Radial Distribution of Distant Trans-Neptunian Objects Points to Sun's Formation in a Stellar Cluster

TL;DR

This study suggests that the radial distribution of distant trans-Neptunian objects indicates the Sun likely formed in a dense stellar cluster, with early stellar encounters shaping the outer Solar System's structure.

Contribution

The paper introduces dynamical simulations including stellar cluster effects to explain the distribution of detached SDOs, proposing a close stellar encounter as a key factor.

Findings

Orbital distribution of SDOs can be explained by early stellar encounters.

A close M dwarf encounter at ~200 au is consistent with observed SDO distribution.

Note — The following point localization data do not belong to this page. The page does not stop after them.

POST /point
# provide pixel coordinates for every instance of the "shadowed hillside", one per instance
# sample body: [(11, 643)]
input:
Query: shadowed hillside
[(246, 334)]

The Sun's formation in a dense stellar cluster is supported by the probability analysis.

Abstract

The Scattered Disk Objects (SDOs) are a population of trans-Neptunian bodies with semimajor axes $50< a \lesssim 1000$ au and perihelion distances $q \gtrsim 30$ au. The detached SDOs with orbits beyond the reach of Neptune (roughly $q>35$~au) are of special interest here as an important constraint on the early evolution of the outer Solar System. The semimajor axis profile of detached SDOs at 50--500~au, as characterized from the Dark Energy Survey (DES), is radially extended, but previous dynamical models of Neptune's early migration produce a relatively compact profile. This problem is most likely related to Sun's birth environment in a stellar cluster. We perform new dynamical simulations that account for cluster effects and show that the orbital distribution of SDOs can be explained if a particularly close stellar encounter occurred early on (e.g., M dwarf with the mass $\simeq 0.2$ $M_\odot$ approaching the Sun at $\simeq 200$ au). For such an encounter to happen with a reasonably high probability the Sun must have formed in a stellar cluster with $\eta T \gtrsim 10^4$ Myr pc$^{-3}$, where $\eta$ is the stellar number density and $T$ is the Sun's residence time in the cluster.